How Do Church Leaders Help People Deal with Challenges?
How do church leaders help people deal with challenges? Horticulturalists found that trees planted in more-receptive peat and then staked to prevent wind stress tend to grow their roots within the peat rather than extend them into the ground. In fact, trees do better when planted in regular soil without stakes to help them stand up. They are forced to deal with moderate wind stress and actually develop stronger root systems and trunks. (Palms Won't Grow Here and Other Myths, David A. Francko, Timber Press, 2003, p. 18). In the same way, people also grow stronger when faced with moderate stress.
Part of your job at church is to frame the challenges at hand for those you lead. As changes occur in the church and the world, you can present them as opportunities for growth and for new possibility. You can stimulate people to put out new shoots of growth, new roots into the new soil where you find yourself planted.
Trees may need to be staked in a high wind area, and people may need some extra support under high stress, but even in extreme conditions people can be remarkably resilient. If you overaccomodate our people, as individuals, or as a group, you do them no favor. You can cripple your followers by carrying the burden for them, by coddling them, by saying over too long a period of time, "I know this is a hard time for them." Whether a key individual is facing a personal crisis, or the whole church is encountering a time of transition, you have to keep the big picture in mind. This doesn't mean you never cut someone a little slack, but you have to do it thoughtfully and with a clear sense of limits. Otherwise the most needy set the agenda for us and everyone around them.

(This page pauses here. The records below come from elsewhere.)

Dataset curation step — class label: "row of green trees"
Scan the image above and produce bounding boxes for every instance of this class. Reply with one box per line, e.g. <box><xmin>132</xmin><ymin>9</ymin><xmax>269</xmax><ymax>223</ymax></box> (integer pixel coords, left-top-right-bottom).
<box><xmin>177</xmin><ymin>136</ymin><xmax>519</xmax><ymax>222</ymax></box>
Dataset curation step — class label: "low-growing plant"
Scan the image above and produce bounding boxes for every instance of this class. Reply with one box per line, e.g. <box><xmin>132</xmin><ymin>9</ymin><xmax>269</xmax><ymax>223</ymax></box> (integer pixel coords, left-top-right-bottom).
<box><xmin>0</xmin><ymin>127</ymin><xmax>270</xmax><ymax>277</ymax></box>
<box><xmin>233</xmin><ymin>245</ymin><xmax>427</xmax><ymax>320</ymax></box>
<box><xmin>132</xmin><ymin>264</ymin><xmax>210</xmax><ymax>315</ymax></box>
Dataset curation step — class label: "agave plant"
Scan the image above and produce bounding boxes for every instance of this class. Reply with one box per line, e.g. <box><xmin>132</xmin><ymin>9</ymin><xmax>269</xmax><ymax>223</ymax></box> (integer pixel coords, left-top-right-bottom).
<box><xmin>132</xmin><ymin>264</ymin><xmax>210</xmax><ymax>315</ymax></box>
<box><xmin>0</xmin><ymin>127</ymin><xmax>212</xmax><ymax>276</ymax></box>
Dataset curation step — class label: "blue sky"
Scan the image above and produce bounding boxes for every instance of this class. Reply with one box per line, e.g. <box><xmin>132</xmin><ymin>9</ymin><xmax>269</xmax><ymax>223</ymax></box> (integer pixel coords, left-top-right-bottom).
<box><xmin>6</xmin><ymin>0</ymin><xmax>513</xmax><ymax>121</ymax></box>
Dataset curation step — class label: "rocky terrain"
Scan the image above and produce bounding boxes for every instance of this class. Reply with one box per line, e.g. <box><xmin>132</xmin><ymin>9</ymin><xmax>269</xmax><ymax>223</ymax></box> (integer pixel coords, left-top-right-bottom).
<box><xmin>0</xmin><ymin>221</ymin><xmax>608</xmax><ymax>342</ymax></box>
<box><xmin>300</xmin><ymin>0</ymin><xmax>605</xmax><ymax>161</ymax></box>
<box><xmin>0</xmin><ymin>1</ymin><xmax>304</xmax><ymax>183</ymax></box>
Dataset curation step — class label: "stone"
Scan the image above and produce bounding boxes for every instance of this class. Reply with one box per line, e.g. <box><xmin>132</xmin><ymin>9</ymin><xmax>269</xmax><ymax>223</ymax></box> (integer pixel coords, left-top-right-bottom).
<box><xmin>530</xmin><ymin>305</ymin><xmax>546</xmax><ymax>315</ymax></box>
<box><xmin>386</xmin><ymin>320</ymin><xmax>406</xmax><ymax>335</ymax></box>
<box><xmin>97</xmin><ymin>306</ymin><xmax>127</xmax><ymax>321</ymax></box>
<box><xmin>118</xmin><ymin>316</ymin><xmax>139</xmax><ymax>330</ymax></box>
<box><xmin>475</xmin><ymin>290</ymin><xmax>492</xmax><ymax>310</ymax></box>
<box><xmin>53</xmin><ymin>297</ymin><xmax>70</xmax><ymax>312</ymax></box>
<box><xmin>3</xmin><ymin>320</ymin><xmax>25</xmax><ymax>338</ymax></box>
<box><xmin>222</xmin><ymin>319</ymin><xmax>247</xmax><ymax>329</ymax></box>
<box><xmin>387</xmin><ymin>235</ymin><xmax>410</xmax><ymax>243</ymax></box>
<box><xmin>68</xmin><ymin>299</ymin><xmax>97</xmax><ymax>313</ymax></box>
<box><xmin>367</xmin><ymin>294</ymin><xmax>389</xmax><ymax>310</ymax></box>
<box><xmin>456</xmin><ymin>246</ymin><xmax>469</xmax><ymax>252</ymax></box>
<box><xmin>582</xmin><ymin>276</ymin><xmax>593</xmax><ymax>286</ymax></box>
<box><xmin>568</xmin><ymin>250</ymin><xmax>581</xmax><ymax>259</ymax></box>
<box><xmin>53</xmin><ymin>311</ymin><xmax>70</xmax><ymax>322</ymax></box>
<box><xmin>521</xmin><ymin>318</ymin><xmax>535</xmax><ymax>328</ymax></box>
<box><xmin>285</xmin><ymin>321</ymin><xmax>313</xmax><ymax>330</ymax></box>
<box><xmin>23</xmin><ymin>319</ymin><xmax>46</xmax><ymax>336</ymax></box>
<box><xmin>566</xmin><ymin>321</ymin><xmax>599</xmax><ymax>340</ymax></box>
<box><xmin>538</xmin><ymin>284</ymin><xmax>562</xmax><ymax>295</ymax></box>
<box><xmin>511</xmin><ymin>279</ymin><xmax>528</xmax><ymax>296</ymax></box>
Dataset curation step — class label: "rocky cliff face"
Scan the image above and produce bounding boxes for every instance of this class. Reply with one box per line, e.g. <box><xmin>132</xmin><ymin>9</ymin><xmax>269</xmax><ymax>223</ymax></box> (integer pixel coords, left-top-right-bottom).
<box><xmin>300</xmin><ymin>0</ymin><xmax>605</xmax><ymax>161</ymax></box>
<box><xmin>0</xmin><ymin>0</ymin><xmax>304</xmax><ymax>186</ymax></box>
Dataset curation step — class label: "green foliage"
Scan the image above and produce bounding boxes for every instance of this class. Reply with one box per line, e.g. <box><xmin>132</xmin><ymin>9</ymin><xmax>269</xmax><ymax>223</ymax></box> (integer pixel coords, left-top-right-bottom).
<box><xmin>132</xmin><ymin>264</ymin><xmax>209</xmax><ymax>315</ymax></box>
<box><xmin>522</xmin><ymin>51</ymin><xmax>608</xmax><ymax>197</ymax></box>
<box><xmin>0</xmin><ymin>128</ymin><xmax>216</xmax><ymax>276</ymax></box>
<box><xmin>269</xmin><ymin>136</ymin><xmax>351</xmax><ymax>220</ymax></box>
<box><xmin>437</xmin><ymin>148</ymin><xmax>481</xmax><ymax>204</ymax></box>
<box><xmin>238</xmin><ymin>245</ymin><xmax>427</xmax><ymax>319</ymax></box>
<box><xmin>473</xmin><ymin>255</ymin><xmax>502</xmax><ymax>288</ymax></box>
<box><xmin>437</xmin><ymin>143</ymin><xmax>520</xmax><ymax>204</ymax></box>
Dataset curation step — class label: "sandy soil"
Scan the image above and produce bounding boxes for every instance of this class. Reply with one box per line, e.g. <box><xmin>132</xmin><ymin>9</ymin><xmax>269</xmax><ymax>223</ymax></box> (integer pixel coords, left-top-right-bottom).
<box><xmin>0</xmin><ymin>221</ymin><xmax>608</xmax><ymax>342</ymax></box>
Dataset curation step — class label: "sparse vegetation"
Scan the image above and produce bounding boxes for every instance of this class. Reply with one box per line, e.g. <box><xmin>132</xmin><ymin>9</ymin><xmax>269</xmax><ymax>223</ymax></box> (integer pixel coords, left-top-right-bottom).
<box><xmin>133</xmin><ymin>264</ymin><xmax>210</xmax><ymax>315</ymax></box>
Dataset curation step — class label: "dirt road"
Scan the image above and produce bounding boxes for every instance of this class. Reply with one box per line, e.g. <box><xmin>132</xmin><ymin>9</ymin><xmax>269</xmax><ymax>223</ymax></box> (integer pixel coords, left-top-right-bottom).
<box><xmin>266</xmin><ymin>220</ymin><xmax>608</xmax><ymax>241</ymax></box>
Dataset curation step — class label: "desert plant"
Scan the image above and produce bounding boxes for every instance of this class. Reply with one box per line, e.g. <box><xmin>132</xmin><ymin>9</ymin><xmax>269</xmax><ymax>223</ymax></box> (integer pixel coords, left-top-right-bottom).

One difference between people and trees is that trees don't whine and complain. You have to expect discontent and reactivity at times of change. You can probably predict who will most likely react when you propose something new. I have to remind myself that any change causes reactivity, and my job is to keep moving forward.
Seeing the whole picture means you can imagine the growth that becomes possible when people respond to the challenge. You can see them as they might be, and imagine the possibilities for our organization, thriving in the new environment.
And when you see increased signs of strength and groundedness in the people around you, you can know that your whole institution is strengthened, and will be better able to withstand the next storm when it comes.